Nissan Joining in the India Auto Party

India’s auto market is booming, in part because new regulations are coming in later this year calling for stiffer emission standards on new cars which consumers fear will increase costs and reduce performance but also because India is rapidly becoming an export hub for the rest of Asia and Africa.

Maruti Sazuki the country’s largest producer with over half the market share saw its domestic sales rise 21% in January to 81,000 vehicles, while its exports rose three-fold to more than 14,500. According to the Financial Times this brought total sales to 95,650, its best ever sales performance in a single month and up 33% over January last year.

The Indian unit of Hyundai Motors which ties with Tata Motors as India’s second-largest passenger car maker reported a 42% rise in its January sales to 52,600 units, with increases of 41% in its domestic sales and of 43% in its exports. The 4WD SUV maker Mahindra and Mahindra on Monday reported a 71% year-on-year rise in sales in January to more than 30,000 vehicles.

Everyone and his brother appears to be piling into the market. Nissan is the latest to announce a major expansion on the back of an earlier decision to move production of their small car the Micra from the UK to India. They are to start production of their first made-in-India car near Chennai in May. The Micra will probably be made from kits and is intended for sale in Europe, but the new model will be 85% local content, a trend the company has suggested it will follow for its larger models in the future. At present, Nissan Teana and X-trail’s are imported as complete units but the plan is to bring in kits and assemble them at the Chennai works. This would significantly reduce the import tax and make both models more competitive in the local market. And here’s the encouraging trend, although India has had a stated aim of becoming an export hub for Asian car production, an aim the recent export figures suggests is becoming a reality, the fact remains much of the Indian auto industry’s growth is from the domestic market. Nissan is planning to add 55 dealerships over the next two years to meet the growing domestic demand.
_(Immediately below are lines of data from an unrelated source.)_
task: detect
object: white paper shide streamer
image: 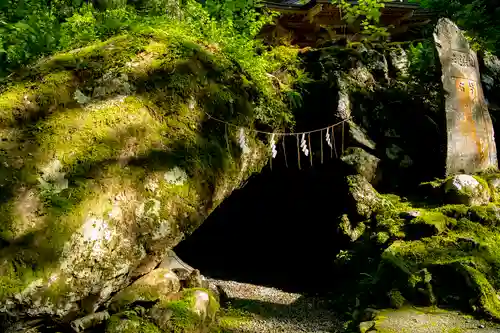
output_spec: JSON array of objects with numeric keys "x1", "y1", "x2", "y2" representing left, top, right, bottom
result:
[
  {"x1": 326, "y1": 128, "x2": 333, "y2": 148},
  {"x1": 270, "y1": 134, "x2": 277, "y2": 158},
  {"x1": 300, "y1": 133, "x2": 309, "y2": 156},
  {"x1": 239, "y1": 128, "x2": 250, "y2": 154}
]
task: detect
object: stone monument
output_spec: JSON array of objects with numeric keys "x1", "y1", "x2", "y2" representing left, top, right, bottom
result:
[{"x1": 434, "y1": 18, "x2": 498, "y2": 175}]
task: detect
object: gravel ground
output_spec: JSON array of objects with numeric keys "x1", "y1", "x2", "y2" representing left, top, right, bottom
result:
[{"x1": 208, "y1": 279, "x2": 343, "y2": 333}]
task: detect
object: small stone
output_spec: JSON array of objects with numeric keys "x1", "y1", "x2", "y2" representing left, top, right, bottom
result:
[
  {"x1": 346, "y1": 174, "x2": 384, "y2": 219},
  {"x1": 341, "y1": 147, "x2": 381, "y2": 185},
  {"x1": 71, "y1": 311, "x2": 110, "y2": 332},
  {"x1": 386, "y1": 144, "x2": 404, "y2": 160},
  {"x1": 346, "y1": 121, "x2": 376, "y2": 151},
  {"x1": 359, "y1": 321, "x2": 375, "y2": 333},
  {"x1": 479, "y1": 324, "x2": 485, "y2": 329},
  {"x1": 74, "y1": 89, "x2": 91, "y2": 105},
  {"x1": 339, "y1": 214, "x2": 366, "y2": 242},
  {"x1": 184, "y1": 269, "x2": 206, "y2": 289},
  {"x1": 444, "y1": 174, "x2": 490, "y2": 206},
  {"x1": 399, "y1": 210, "x2": 421, "y2": 220}
]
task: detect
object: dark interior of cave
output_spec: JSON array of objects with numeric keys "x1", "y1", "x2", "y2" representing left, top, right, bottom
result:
[{"x1": 174, "y1": 150, "x2": 352, "y2": 294}]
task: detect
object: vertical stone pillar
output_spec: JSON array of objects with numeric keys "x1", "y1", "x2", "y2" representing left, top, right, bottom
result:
[{"x1": 434, "y1": 18, "x2": 497, "y2": 175}]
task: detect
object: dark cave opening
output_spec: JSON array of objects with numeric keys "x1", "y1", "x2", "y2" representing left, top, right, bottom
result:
[{"x1": 174, "y1": 152, "x2": 351, "y2": 294}]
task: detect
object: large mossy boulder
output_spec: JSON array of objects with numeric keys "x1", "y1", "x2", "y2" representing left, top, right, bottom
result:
[
  {"x1": 444, "y1": 174, "x2": 491, "y2": 206},
  {"x1": 0, "y1": 17, "x2": 290, "y2": 323}
]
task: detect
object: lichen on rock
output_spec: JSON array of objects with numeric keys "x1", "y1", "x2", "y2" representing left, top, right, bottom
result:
[{"x1": 346, "y1": 174, "x2": 384, "y2": 220}]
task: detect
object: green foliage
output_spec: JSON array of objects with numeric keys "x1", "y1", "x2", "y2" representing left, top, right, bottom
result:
[
  {"x1": 59, "y1": 4, "x2": 100, "y2": 49},
  {"x1": 0, "y1": 5, "x2": 60, "y2": 74},
  {"x1": 417, "y1": 0, "x2": 500, "y2": 55},
  {"x1": 204, "y1": 0, "x2": 274, "y2": 39},
  {"x1": 407, "y1": 41, "x2": 439, "y2": 85},
  {"x1": 404, "y1": 39, "x2": 444, "y2": 117},
  {"x1": 331, "y1": 0, "x2": 390, "y2": 45}
]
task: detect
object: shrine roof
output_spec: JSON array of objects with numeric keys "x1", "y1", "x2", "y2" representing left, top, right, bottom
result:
[{"x1": 263, "y1": 0, "x2": 423, "y2": 11}]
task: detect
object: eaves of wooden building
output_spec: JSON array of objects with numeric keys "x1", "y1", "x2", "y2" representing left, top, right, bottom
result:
[{"x1": 260, "y1": 0, "x2": 435, "y2": 46}]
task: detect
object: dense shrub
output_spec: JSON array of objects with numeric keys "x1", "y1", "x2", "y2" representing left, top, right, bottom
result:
[
  {"x1": 417, "y1": 0, "x2": 500, "y2": 55},
  {"x1": 0, "y1": 0, "x2": 289, "y2": 81}
]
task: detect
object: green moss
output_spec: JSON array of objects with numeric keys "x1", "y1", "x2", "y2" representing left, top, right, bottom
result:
[
  {"x1": 111, "y1": 285, "x2": 165, "y2": 313},
  {"x1": 106, "y1": 313, "x2": 161, "y2": 333},
  {"x1": 0, "y1": 83, "x2": 27, "y2": 125},
  {"x1": 447, "y1": 328, "x2": 466, "y2": 333},
  {"x1": 36, "y1": 96, "x2": 166, "y2": 170},
  {"x1": 421, "y1": 177, "x2": 447, "y2": 189},
  {"x1": 163, "y1": 299, "x2": 199, "y2": 332},
  {"x1": 374, "y1": 194, "x2": 409, "y2": 238},
  {"x1": 377, "y1": 231, "x2": 391, "y2": 244},
  {"x1": 473, "y1": 175, "x2": 490, "y2": 193},
  {"x1": 0, "y1": 70, "x2": 74, "y2": 127},
  {"x1": 409, "y1": 210, "x2": 454, "y2": 236},
  {"x1": 439, "y1": 204, "x2": 469, "y2": 218},
  {"x1": 153, "y1": 288, "x2": 219, "y2": 333},
  {"x1": 461, "y1": 264, "x2": 500, "y2": 319},
  {"x1": 370, "y1": 308, "x2": 475, "y2": 333},
  {"x1": 380, "y1": 212, "x2": 500, "y2": 319},
  {"x1": 388, "y1": 289, "x2": 406, "y2": 309},
  {"x1": 39, "y1": 35, "x2": 146, "y2": 75},
  {"x1": 212, "y1": 307, "x2": 253, "y2": 332},
  {"x1": 468, "y1": 204, "x2": 500, "y2": 226}
]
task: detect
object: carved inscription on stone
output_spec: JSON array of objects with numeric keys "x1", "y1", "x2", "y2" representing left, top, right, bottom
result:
[
  {"x1": 434, "y1": 18, "x2": 497, "y2": 175},
  {"x1": 451, "y1": 50, "x2": 475, "y2": 68}
]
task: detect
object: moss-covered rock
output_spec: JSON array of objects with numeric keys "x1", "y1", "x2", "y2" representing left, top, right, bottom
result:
[
  {"x1": 341, "y1": 147, "x2": 382, "y2": 185},
  {"x1": 71, "y1": 311, "x2": 111, "y2": 332},
  {"x1": 333, "y1": 187, "x2": 500, "y2": 322},
  {"x1": 109, "y1": 268, "x2": 180, "y2": 313},
  {"x1": 444, "y1": 175, "x2": 491, "y2": 206},
  {"x1": 380, "y1": 216, "x2": 500, "y2": 319},
  {"x1": 149, "y1": 288, "x2": 219, "y2": 333},
  {"x1": 388, "y1": 289, "x2": 406, "y2": 309},
  {"x1": 0, "y1": 16, "x2": 289, "y2": 321},
  {"x1": 339, "y1": 214, "x2": 367, "y2": 242},
  {"x1": 484, "y1": 174, "x2": 500, "y2": 202},
  {"x1": 346, "y1": 174, "x2": 384, "y2": 220}
]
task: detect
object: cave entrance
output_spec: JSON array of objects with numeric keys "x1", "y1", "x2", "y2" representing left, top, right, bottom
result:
[{"x1": 174, "y1": 154, "x2": 350, "y2": 294}]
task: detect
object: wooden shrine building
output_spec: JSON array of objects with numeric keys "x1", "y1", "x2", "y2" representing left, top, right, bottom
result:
[{"x1": 260, "y1": 0, "x2": 434, "y2": 46}]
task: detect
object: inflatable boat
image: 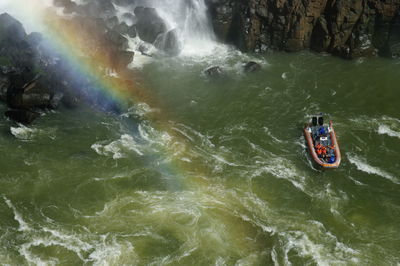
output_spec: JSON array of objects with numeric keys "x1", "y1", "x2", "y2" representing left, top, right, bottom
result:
[{"x1": 304, "y1": 115, "x2": 341, "y2": 169}]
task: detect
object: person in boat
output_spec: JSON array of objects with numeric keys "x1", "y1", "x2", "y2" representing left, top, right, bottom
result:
[{"x1": 315, "y1": 143, "x2": 327, "y2": 158}]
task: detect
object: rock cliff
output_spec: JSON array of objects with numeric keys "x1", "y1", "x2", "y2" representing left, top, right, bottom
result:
[{"x1": 207, "y1": 0, "x2": 400, "y2": 58}]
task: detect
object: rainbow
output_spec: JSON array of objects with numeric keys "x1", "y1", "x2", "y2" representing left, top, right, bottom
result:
[
  {"x1": 3, "y1": 2, "x2": 265, "y2": 256},
  {"x1": 18, "y1": 0, "x2": 208, "y2": 184}
]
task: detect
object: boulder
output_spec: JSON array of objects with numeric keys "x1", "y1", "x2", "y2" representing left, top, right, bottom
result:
[
  {"x1": 105, "y1": 30, "x2": 129, "y2": 50},
  {"x1": 0, "y1": 13, "x2": 34, "y2": 68},
  {"x1": 113, "y1": 22, "x2": 130, "y2": 35},
  {"x1": 81, "y1": 0, "x2": 116, "y2": 18},
  {"x1": 0, "y1": 74, "x2": 9, "y2": 101},
  {"x1": 62, "y1": 92, "x2": 80, "y2": 109},
  {"x1": 20, "y1": 93, "x2": 52, "y2": 109},
  {"x1": 105, "y1": 16, "x2": 119, "y2": 29},
  {"x1": 50, "y1": 92, "x2": 64, "y2": 109},
  {"x1": 154, "y1": 29, "x2": 181, "y2": 56},
  {"x1": 5, "y1": 109, "x2": 40, "y2": 124},
  {"x1": 243, "y1": 61, "x2": 261, "y2": 73},
  {"x1": 0, "y1": 13, "x2": 27, "y2": 44},
  {"x1": 135, "y1": 7, "x2": 167, "y2": 44},
  {"x1": 127, "y1": 25, "x2": 137, "y2": 38},
  {"x1": 27, "y1": 32, "x2": 43, "y2": 46},
  {"x1": 204, "y1": 66, "x2": 224, "y2": 77},
  {"x1": 110, "y1": 50, "x2": 135, "y2": 69}
]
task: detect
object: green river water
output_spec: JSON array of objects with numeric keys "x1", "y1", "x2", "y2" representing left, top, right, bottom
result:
[{"x1": 0, "y1": 51, "x2": 399, "y2": 265}]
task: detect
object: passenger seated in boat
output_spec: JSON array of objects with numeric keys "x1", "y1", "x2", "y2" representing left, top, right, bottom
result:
[{"x1": 315, "y1": 143, "x2": 327, "y2": 158}]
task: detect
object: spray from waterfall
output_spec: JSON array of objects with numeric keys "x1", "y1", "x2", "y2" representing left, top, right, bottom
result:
[
  {"x1": 115, "y1": 0, "x2": 226, "y2": 60},
  {"x1": 152, "y1": 0, "x2": 218, "y2": 56}
]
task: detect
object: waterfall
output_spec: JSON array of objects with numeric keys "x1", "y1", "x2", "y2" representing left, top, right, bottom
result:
[
  {"x1": 152, "y1": 0, "x2": 217, "y2": 56},
  {"x1": 119, "y1": 0, "x2": 221, "y2": 58}
]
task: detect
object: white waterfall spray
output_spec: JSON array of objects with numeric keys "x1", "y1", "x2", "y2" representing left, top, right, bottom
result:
[
  {"x1": 116, "y1": 0, "x2": 226, "y2": 60},
  {"x1": 152, "y1": 0, "x2": 218, "y2": 56}
]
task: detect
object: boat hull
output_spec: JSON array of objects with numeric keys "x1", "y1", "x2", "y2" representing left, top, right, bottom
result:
[{"x1": 304, "y1": 121, "x2": 341, "y2": 169}]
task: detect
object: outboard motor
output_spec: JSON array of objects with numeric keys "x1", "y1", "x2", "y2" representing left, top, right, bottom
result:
[
  {"x1": 312, "y1": 117, "x2": 318, "y2": 126},
  {"x1": 318, "y1": 116, "x2": 324, "y2": 126}
]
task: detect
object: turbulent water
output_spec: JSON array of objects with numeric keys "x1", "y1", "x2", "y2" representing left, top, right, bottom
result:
[
  {"x1": 1, "y1": 51, "x2": 400, "y2": 265},
  {"x1": 1, "y1": 0, "x2": 400, "y2": 264}
]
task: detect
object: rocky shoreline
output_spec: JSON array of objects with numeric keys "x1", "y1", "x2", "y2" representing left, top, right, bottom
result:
[{"x1": 206, "y1": 0, "x2": 400, "y2": 59}]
The strength of the domestic steel industry, earning strong profits even as overseas divisions are losing it, is testament to the strength of domestic manufacturing, of which automotive is an increasingly important part. As with China, India’s consumers are playing a large part in fueling domestic growth and profits for metals companies and manufacturers, with so many aspiring to middle class life styles it shouldn’t be a major challenge to maintain the momentum, inflation not withstanding.